In summary, a new optical-resolution photoacoustic microscopy system, 2D-MFOR-PACM, has been developed based on 2D multifocal optical excitation and full-ring transducer array detection. The imaging capability of the system was demonstrated through phantom and animal experiments. To avoid acoustic reflection, we opted to use a microlens array with a long focal length, rendering a relatively low numerical aperture (NA). If the acoustic reflection can be properly accounted for, we can employ a high NA microlens array to improve the system’s spatial resolution further. The principle of 2D-MFOR-PACM can also be applied to other cross-sectional PACT systems, allowing multi-scale imaging. The current imaging speed is mainly limited by the DAQ system, which operates at 5 Hz. With a high-repetition-rate laser and a matched DAQ system, the imaging time can be shortened to less than 0.05 seconds, reaching video rate. Mechanical scanning of the microlens array can also be replaced by optical mirror steering of the excitation beam, allowing high-speed 2D scanning. Moreover, without sacrificing speed, the imaging region can be enlarged up to the size of the microlens array or the field-of-view of the transducer array. Besides the improvement in imaging speed, 2D-MFOR-PACM also has higher detection sensitivity. This is because the total detection area in the full-ring transducer array is much larger than that of transducers used in conventional OR-PAM systems. With high scanning speed, wide scanning range, and high detection sensitivity, 2D-MFOR-PACM will find broad applications in biomedical research.

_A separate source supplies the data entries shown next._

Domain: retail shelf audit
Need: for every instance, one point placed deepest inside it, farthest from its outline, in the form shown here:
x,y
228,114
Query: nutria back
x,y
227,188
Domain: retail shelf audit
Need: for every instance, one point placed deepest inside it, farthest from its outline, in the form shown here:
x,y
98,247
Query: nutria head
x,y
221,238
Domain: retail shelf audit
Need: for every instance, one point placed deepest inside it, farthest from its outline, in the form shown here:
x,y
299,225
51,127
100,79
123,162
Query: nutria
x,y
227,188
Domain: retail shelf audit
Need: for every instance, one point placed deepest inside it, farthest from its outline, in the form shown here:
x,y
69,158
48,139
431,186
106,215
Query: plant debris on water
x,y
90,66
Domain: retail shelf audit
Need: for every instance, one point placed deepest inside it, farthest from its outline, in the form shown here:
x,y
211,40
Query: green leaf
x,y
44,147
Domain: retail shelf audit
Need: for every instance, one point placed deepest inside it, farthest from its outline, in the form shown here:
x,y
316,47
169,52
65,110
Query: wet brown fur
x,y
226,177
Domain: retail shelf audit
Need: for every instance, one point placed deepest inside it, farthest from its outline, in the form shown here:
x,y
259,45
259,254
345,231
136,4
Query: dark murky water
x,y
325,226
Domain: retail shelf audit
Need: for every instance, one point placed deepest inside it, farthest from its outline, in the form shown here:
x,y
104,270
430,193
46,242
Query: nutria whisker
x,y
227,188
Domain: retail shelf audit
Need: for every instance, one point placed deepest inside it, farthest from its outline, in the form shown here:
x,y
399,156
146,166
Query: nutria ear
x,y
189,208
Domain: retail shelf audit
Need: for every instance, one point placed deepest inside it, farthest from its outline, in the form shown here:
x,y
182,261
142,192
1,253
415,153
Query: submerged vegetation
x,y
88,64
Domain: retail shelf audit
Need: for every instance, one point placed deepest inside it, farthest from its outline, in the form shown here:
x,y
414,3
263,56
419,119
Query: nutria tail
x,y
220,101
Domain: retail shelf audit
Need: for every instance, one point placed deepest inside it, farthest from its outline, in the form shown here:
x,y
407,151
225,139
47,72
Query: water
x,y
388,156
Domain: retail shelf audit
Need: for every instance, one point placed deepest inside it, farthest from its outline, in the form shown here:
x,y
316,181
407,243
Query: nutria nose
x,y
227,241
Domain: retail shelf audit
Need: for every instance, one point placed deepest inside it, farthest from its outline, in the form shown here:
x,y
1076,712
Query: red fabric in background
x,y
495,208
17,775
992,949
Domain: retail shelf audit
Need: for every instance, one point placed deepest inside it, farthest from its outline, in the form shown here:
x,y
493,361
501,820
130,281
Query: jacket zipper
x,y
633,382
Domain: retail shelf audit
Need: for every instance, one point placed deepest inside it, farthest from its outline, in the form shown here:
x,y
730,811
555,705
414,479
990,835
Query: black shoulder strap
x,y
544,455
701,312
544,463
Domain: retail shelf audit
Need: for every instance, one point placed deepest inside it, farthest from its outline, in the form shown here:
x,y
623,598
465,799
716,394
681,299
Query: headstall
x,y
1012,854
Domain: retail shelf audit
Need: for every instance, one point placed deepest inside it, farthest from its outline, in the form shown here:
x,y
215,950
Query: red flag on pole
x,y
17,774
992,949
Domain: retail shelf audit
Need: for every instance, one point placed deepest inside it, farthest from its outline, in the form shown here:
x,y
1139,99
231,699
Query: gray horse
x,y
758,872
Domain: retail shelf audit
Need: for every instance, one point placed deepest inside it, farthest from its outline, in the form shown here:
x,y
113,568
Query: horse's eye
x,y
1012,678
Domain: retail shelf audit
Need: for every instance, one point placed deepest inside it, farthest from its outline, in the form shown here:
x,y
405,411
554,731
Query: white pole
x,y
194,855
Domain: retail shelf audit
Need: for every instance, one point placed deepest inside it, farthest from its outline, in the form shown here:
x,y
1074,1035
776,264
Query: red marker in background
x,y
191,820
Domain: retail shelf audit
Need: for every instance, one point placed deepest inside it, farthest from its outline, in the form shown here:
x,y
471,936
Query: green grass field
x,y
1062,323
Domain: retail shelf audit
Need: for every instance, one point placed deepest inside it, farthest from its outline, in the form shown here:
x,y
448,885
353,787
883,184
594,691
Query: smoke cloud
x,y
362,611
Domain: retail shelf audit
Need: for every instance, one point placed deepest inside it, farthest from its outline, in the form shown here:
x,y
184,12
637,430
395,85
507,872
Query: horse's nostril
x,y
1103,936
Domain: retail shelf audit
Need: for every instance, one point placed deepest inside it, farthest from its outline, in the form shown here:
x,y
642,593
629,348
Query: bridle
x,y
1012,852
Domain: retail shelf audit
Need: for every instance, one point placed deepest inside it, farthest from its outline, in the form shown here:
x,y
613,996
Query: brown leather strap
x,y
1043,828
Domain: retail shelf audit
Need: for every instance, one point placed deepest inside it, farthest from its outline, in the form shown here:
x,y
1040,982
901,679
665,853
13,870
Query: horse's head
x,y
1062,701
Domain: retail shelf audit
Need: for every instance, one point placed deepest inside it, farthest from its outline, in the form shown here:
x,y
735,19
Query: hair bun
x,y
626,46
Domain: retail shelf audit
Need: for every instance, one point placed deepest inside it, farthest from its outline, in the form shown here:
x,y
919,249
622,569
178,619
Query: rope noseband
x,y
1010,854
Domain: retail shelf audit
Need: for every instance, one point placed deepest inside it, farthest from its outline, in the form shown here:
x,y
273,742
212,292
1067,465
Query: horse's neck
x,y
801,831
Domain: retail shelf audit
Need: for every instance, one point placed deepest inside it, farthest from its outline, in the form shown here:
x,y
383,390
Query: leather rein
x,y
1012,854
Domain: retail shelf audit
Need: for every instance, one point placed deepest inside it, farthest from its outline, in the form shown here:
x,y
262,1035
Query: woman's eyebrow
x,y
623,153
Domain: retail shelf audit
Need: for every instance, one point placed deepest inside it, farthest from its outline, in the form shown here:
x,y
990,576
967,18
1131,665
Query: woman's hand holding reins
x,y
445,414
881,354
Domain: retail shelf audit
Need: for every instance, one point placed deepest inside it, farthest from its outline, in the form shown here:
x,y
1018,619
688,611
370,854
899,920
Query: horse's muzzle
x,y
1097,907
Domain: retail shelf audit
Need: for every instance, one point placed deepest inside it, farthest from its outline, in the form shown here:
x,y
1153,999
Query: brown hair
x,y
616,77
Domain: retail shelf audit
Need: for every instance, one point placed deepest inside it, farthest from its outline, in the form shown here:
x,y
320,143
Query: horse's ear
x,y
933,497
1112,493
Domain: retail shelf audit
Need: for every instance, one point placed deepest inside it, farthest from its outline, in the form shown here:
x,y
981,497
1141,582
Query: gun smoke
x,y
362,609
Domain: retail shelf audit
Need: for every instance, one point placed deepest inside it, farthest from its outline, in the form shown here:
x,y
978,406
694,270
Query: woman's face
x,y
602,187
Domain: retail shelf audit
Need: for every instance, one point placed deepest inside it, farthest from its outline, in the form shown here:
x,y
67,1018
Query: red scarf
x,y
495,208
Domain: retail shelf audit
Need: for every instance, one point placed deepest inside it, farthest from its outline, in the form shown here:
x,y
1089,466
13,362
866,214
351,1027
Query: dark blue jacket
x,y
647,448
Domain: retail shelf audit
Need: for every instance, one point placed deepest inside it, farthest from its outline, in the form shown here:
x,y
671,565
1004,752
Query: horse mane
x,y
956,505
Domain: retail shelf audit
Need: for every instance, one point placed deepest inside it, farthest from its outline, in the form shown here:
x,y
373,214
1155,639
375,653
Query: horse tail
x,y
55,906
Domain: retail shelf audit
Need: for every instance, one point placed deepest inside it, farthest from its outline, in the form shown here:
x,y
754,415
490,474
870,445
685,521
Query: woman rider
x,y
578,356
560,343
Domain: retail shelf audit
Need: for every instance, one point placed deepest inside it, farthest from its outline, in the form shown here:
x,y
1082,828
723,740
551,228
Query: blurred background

The authors appreciate Prof. Sandra Matteucci’s careful reading of the manuscript. This work was sponsored, in part, by National Institutes of Health grants DP1 EB016986 (NIH Director’s Pioneer Award), R01 EB016963, R01 EB008085, R01 CA134539, U54 CA136398, R01 CA157277, and R01 CA159959 and by United States-Israel Binational Science Foundation grant 2011405 (J.R.G.). L.W. has a financial interest in Microphotoacoustics, Inc., and Endra, Inc., which, however, did not support this work. K.M. has a financial interest in Microphotoacoustics, Inc., which, however, did not support this work.